Le syndicat aimerait également que la direction de la STQ soit plus proactive lorsqu’il s’agit de développer des partenariats avec d’autres institutions pour augmenter l’achalandage dans les périodes creuses, que ce soit les commissions scolaires qui amènent des dizaines d’autobus remplis d’écoliers au Musée de la civilisation ou les hôteliers qui n’ont pas accès aux excursions sur le fleuve plusieurs mois par année. Malheureusement, ce ne sont pas les idées qui manquent. À la suite des changements à la direction locale, l’ouverture manifestée il y a deux ans est moins présente.


À la défense du service public

Le Syndicat des employés de la Société des traversiers Québec-Lévis (CSN) lie intimement la défense du service public et la défense des intérêts de ses membres.

« Nous nous sommes toujours battus pour maintenir des heures étendues et des prix abordables pour la clientèle. C’est simple : un service public si tu n’as pas de clientèle, tu n’as pas de service, si tu n’as pas de service tu n’as pas de membres, donc pas d’emplois à défendre », explique France Paré. « Évidemment, quand on se bat pour des heures, c’est pour nos membres, mais c’est aussi pour la population, tout cela est lié », explique la trésorière.
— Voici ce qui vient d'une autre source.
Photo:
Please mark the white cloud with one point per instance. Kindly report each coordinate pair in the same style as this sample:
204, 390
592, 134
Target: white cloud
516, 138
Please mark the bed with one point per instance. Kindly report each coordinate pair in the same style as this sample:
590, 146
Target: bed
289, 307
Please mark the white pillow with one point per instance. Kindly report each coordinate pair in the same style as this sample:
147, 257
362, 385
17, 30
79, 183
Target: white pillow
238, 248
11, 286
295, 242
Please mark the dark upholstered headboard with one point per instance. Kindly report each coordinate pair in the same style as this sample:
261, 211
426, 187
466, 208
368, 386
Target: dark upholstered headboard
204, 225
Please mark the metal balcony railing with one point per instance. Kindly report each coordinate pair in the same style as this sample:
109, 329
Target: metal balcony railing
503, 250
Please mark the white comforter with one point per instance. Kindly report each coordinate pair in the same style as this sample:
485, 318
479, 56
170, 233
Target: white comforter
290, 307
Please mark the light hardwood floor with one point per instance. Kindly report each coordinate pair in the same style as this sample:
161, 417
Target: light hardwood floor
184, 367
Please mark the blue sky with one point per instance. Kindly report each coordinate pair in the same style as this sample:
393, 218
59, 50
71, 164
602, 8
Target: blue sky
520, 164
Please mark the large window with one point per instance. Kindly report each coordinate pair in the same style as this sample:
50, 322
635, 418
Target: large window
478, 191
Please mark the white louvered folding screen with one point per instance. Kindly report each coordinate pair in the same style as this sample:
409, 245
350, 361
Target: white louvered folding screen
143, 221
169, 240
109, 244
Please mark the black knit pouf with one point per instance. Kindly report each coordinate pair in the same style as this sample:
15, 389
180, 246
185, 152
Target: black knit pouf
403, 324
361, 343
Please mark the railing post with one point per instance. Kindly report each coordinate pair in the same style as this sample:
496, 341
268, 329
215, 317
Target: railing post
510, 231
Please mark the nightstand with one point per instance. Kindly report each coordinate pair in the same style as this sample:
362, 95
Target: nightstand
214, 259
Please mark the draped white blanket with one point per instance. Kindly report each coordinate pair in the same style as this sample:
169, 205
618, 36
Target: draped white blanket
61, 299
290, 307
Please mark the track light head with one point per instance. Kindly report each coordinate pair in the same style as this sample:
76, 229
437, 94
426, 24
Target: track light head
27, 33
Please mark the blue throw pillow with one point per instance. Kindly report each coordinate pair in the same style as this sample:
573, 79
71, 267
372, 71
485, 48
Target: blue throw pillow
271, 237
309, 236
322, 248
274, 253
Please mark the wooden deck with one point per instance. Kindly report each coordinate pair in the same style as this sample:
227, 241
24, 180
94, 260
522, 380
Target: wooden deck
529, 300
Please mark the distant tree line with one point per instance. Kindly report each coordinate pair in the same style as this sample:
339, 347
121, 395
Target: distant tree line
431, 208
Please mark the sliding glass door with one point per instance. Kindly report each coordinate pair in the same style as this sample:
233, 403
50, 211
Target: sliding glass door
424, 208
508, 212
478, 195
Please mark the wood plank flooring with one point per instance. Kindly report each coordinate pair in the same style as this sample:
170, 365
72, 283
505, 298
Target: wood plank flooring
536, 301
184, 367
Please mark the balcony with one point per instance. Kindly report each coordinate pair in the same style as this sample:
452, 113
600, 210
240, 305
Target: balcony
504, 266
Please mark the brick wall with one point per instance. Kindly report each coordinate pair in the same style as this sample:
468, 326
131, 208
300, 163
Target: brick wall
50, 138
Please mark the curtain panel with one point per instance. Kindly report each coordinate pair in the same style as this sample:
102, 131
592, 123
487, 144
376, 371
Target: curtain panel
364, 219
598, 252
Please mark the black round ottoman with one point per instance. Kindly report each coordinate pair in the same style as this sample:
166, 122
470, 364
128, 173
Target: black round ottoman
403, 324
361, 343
La pratique est ancrée depuis longtemps. D’ailleurs, Éric Bégin tient à saluer le travail de 38 ans mené par son prédécesseur, Luc Desjardins, qui n’a jamais hésité à faire des alliances avec des comités de citoyens et a ouvert la voie par de nombreux combats syndicaux pour maintenir l’intégrité du service de traversier. « Le syndicat CSN remplit un double mandat de représentation de ses membres et de représentation sociopolitique plus large, ce qui est dommage c’est que la population ne voit pas le travail, elle ne comprend pas que les baisses de tarifs sont dues à des pressions syndicales », déplore M. Bégin.

« Nous nous sommes toujours battus pour le traversier », rappelle France Paré qui constate que ce n’est pas toujours le cas des acteurs politiques de la région. « À part quand il y a une grève, on n’entend pas beaucoup les députés et les maires défendre le traversier et son importance», note France Paré.

« Quand j’entends le maire de Lévis dire que le pont de Québec c’est le premier lien, ça m’enrage ! Le premier lien, c’est le traversier », lance France Paré. « On a un super beau service de traversiers dans la région dont on peut être fier, on invite tous les syndiqué-es CSN de la région et leur famille à venir nous voir à la traverse Québec-Lévis et surtout de profiter d’une belle traversée », conclut Éric Bégin.